LAUSR

Abstract Transcranial direct-current stimulation (tDCS) is a non-invasive brain stimulation approach previously shown to enhance memory acquisition, but more studies are needed to elucidate the underlying mechanisms. Here, we examined the effects of anodal tDCS (0.25 mA for 30 min) on the memory performance of male Sprague Dawley rats in the passive avoidance test (PAT) and the associated modifications to the hippocampal proteomes. Results indicate anodal tDCS applied before the acquisition period significantly enhanced memory performance in the PAT. Following PAT, synaptoneurosomes were biochemically purified from the hippocampi of tDCS-treated or sham-treated rats and individual protein abundances were determined by bottom-up liquid chromatography mass spectrometry analysis. Proteomic analysis identified 184 differentially expressed hippocampal proteins when comparing the sham to the tDCS before memory acquisition treatment group. Ingenuity pathway analysis (IPA) showed anodal tDCS before memory acquisition significantly enhanced pathways associated with memory, cognition, learning, transmission, neuritogenesis, and long-term potentiation (LTP). IPA identified significant upstream regulators including bdnf, shank3, and gsk3b.
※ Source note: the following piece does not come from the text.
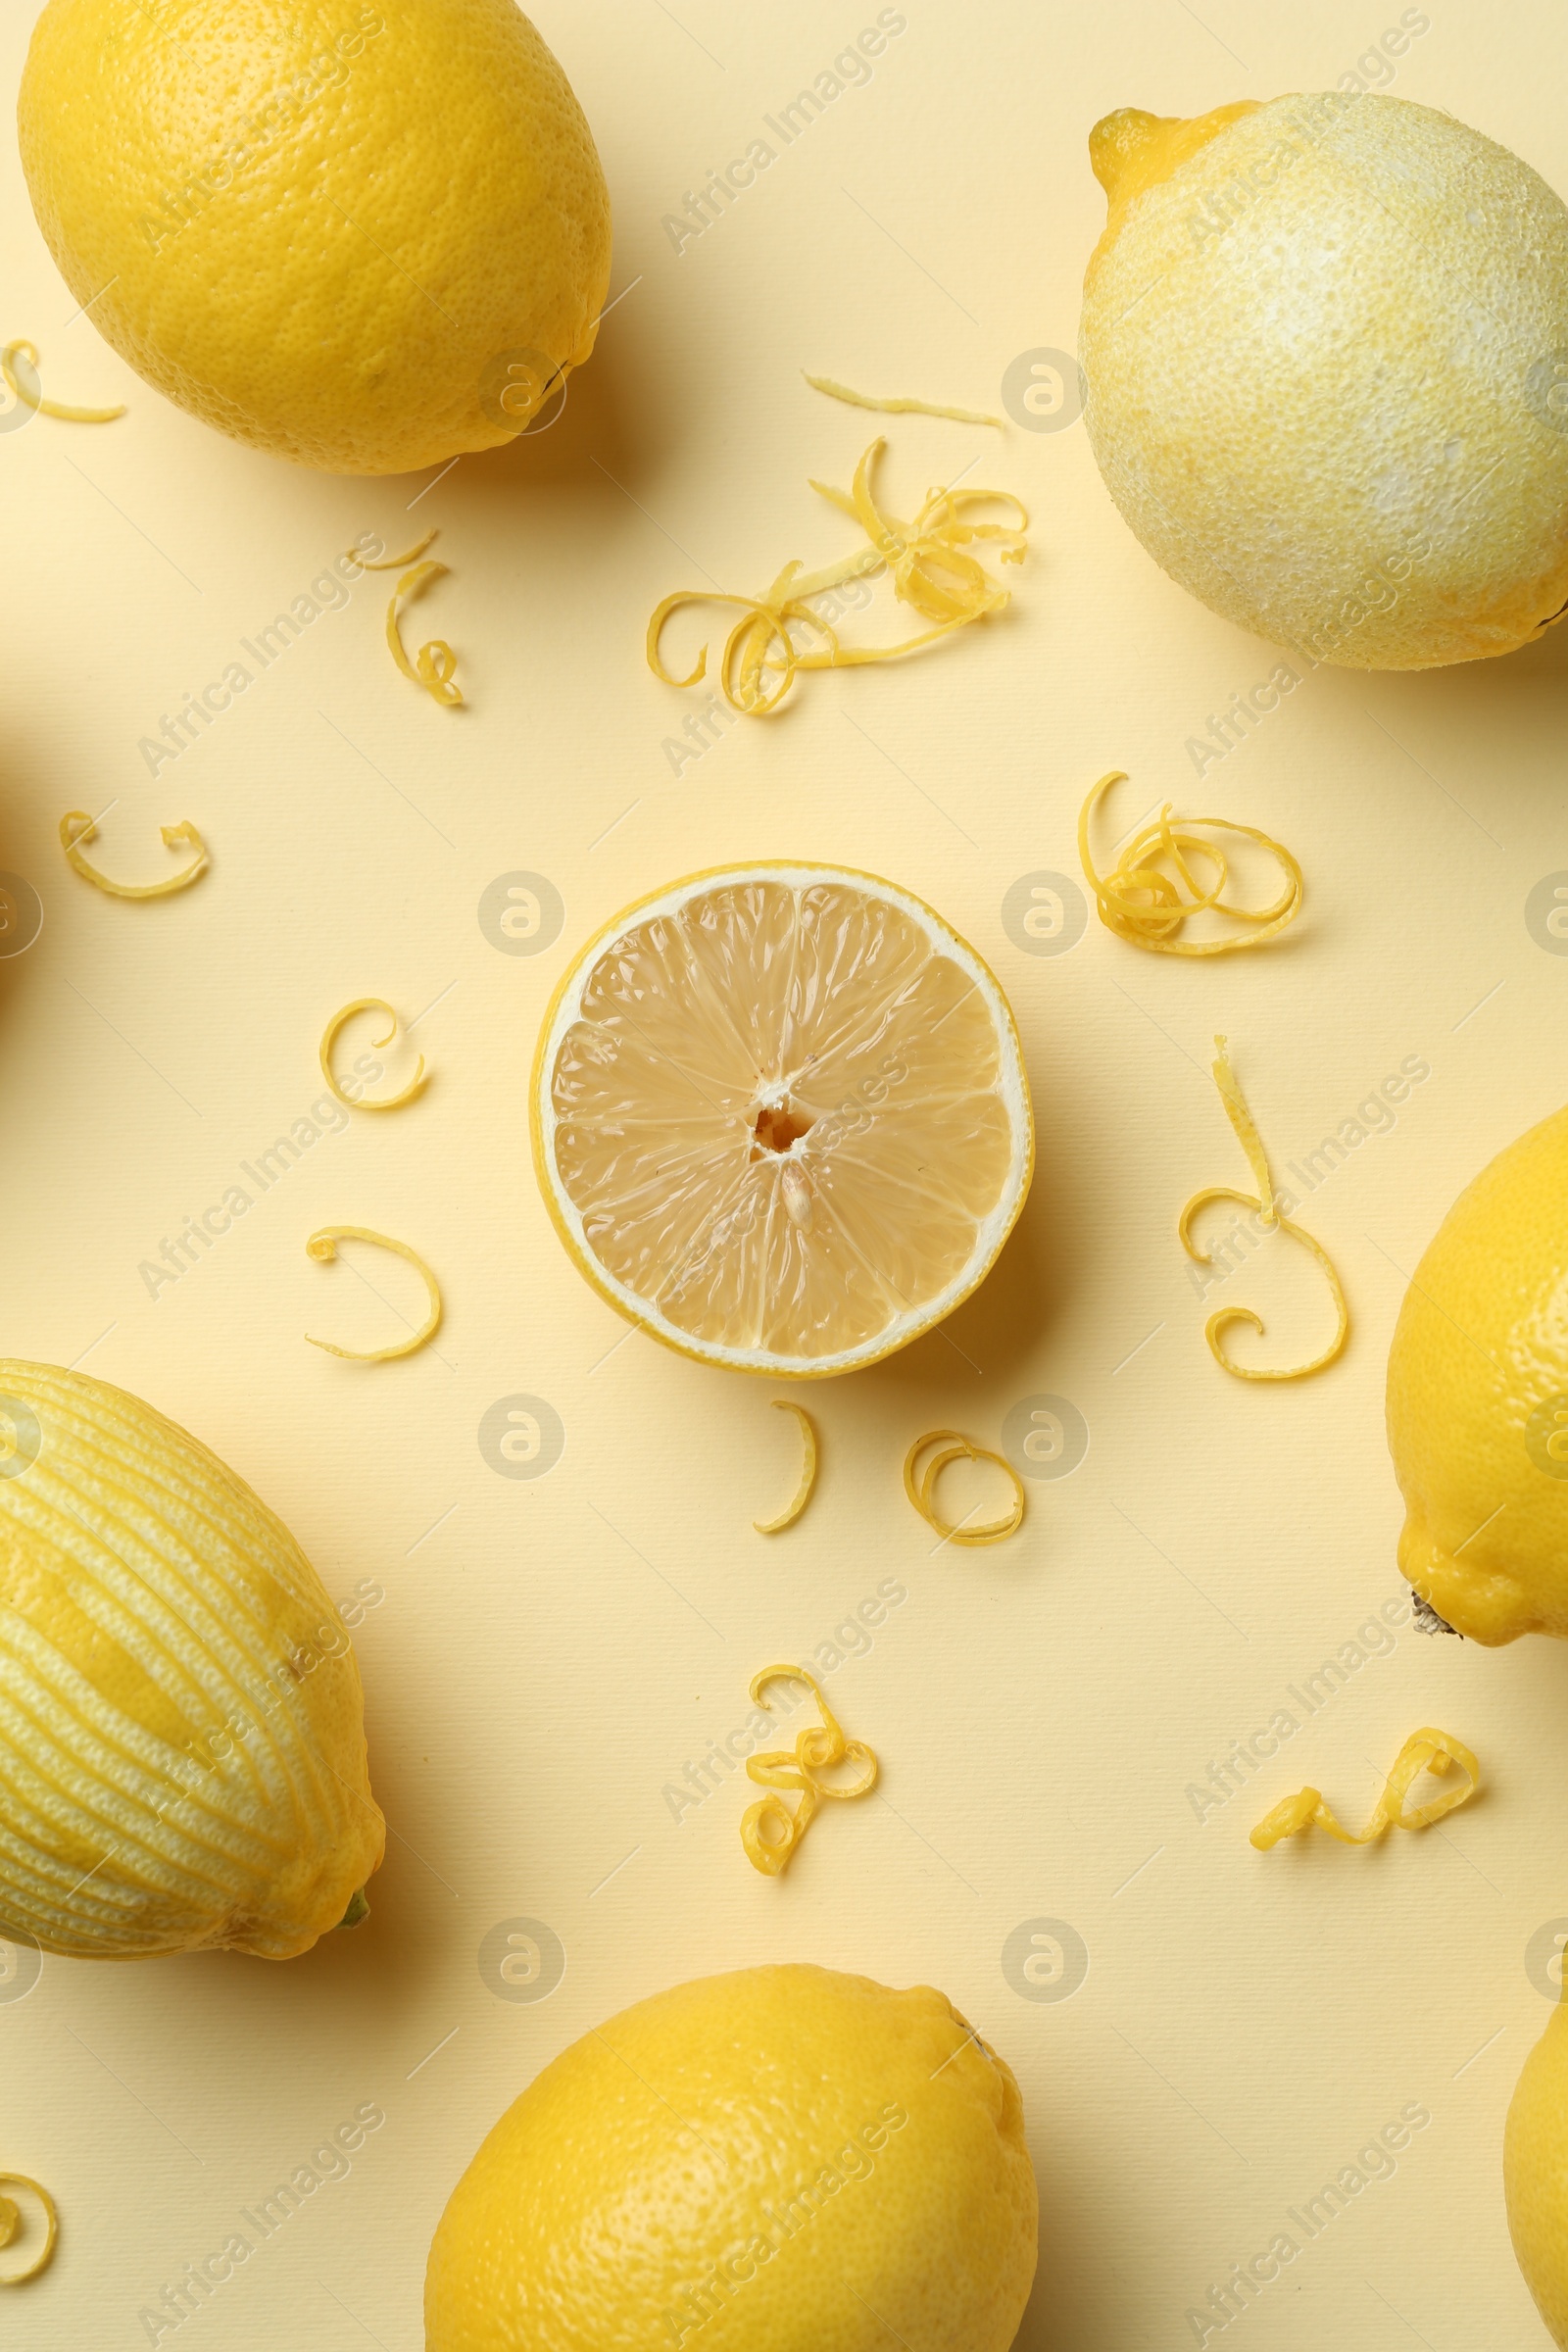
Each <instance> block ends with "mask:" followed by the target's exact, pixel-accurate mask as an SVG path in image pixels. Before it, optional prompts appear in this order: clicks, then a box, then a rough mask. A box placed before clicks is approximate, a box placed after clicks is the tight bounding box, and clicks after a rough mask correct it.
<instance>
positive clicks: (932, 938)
mask: <svg viewBox="0 0 1568 2352" xmlns="http://www.w3.org/2000/svg"><path fill="white" fill-rule="evenodd" d="M630 915H632V920H630V922H628V920H625V917H621V922H618V924H616V927H611V931H609V934H602V936H599V941H595V943H592V946H590V948H588V950H585V955H583V957H581V960H578V964H576V967H574V969H571V974H569V976H567V981H564V983H562V990H559V993H557V1002H555V1007H552V1016H550V1018H548V1021H545V1033H543V1040H541V1056H538V1065H536V1084H534V1134H536V1155H538V1164H541V1181H543V1190H545V1200H548V1202H550V1209H552V1214H555V1221H557V1225H559V1230H562V1237H564V1240H567V1247H569V1249H571V1254H574V1256H576V1258H578V1265H581V1268H583V1272H588V1275H590V1279H592V1282H595V1284H597V1287H599V1289H602V1291H604V1296H609V1298H611V1303H614V1305H618V1308H621V1310H623V1312H625V1315H630V1317H632V1319H635V1322H639V1324H644V1327H646V1329H649V1331H654V1334H656V1336H658V1338H665V1341H668V1343H672V1345H677V1348H686V1350H689V1352H696V1355H703V1357H708V1359H715V1362H726V1364H736V1367H743V1369H757V1371H771V1374H778V1371H795V1374H827V1371H846V1369H853V1367H856V1364H863V1362H872V1359H875V1357H877V1355H886V1352H889V1350H891V1348H898V1345H905V1343H907V1341H910V1338H914V1336H917V1334H919V1331H924V1329H929V1327H931V1322H936V1319H938V1317H940V1315H945V1312H950V1308H954V1305H957V1303H959V1298H964V1296H966V1294H969V1291H971V1289H973V1287H976V1284H978V1282H980V1279H983V1275H985V1270H987V1268H990V1263H992V1261H994V1256H997V1251H999V1249H1001V1242H1004V1240H1006V1232H1009V1228H1011V1223H1013V1218H1016V1216H1018V1209H1020V1207H1023V1197H1025V1192H1027V1181H1030V1167H1032V1122H1030V1101H1027V1087H1025V1077H1023V1058H1020V1051H1018V1037H1016V1030H1013V1018H1011V1014H1009V1007H1006V1000H1004V995H1001V990H999V985H997V981H994V978H992V974H990V971H987V969H985V964H983V962H980V957H978V955H976V953H973V950H971V948H966V946H964V941H961V938H959V936H957V934H954V931H950V929H947V924H943V922H940V917H938V915H933V913H931V908H926V906H922V903H919V901H917V898H912V896H907V894H905V891H898V889H896V887H893V884H889V882H879V880H875V877H872V875H856V873H846V870H842V868H813V866H755V868H738V870H726V873H717V875H698V877H693V882H686V884H675V889H670V891H665V894H661V898H656V901H649V903H644V906H642V908H635V910H630Z"/></svg>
Protein-protein interaction (PPI) and protein sequence similarity (PSS) networks show that glutamate receptor pathways, ion channel activity, memory, learning, cognition, and long-term memory were significantly associated with anodal tDCS. Centrality measures from both networks identified key proteins including dlg, shank, grin, and gria that were significantly modified by tDCS applied before the acquisition period. Together, our results provide descriptive molecular evidence that anodal tDCS enhances memory performance in the PAT by modifying hippocampal synaptic plasticity related proteins.